Though we only produce honey, Local Hive was founded to help fix an industry-wide problem. We aim to return food to its roots, where authentic, transparently produced foods are the norm, and buying food supports the people who grew it: in our case, beekeepers.

During a recent interview, Local Hive CEO Tony Landretti shared some of his experiences working with local beekeepers to help show what makes Local Hive’s approach so different and so critical.

“Old-school, face-to-face interaction is essential to beekeeping. It’s good for everyone, including the consumer. But over the last 40 years in the food industry, we’ve lost that to processing and manufacturing efficiency. We don’t look at where our food is coming from anymore. You lose a lot when you chase efficiency.

I was negotiating with a beekeeper one time. We talked, shook hands, and left – no contract. These beekeepers want to know who they’re doing business with, and to prove your credibility the old-fashioned way. They want to be able to trust you.”
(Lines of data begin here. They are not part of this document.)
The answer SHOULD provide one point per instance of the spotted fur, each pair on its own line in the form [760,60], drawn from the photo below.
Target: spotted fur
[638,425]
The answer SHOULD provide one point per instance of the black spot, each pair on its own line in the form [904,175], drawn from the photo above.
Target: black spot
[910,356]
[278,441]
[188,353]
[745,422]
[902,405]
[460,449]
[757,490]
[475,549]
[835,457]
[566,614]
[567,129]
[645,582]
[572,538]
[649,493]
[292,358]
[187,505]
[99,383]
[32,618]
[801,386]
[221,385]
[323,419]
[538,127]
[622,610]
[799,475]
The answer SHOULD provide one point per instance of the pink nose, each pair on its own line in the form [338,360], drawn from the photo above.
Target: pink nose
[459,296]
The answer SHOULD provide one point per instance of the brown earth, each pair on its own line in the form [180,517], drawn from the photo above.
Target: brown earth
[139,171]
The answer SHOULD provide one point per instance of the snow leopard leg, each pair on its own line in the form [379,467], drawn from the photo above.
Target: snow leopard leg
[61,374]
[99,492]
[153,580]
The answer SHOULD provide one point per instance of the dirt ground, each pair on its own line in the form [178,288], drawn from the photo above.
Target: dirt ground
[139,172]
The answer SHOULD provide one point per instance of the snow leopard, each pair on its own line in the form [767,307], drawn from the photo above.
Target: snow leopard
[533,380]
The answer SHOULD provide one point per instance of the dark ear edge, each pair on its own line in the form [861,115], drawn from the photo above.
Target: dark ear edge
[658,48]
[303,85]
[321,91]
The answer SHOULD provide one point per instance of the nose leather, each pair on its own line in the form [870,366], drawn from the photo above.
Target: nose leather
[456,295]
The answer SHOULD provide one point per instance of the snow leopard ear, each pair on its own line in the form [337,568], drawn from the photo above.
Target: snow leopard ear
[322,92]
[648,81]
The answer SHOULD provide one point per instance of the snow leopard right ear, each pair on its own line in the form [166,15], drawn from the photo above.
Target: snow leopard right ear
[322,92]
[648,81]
But local honey isn’t just a matter of who beekeepers do business with. There are ripple effects in the towns where these beekeepers live and work, benefitting everyone around them:

“During the summer, beekeepers put their beehives out, often near small towns, and bring in workers to manage them. Suddenly, there’s a local economy in these towns with 300-something people. They’re going to 4H and grocery stores, buying cattle from auctions, you just don’t see that anymore. Historically, beekeepers would barter jugs of honey with cattle ranchers trading sides of beef. You can’t see that by looking at a bottle on the shelf, but that’s the kind of impact local honey makes.”

(Learn more about local honey’s impact at our American Beekeepers page.)

There are tangible differences with local honey, like flavor and color, but it also has a deeper significance: it shows us how we can work together with each other, with our land and with our pollinators. So, while we’re just one honey company, we recognize the power that honey has to connect us for the greater good. As Tony put it: “Right now, we all need that connection.”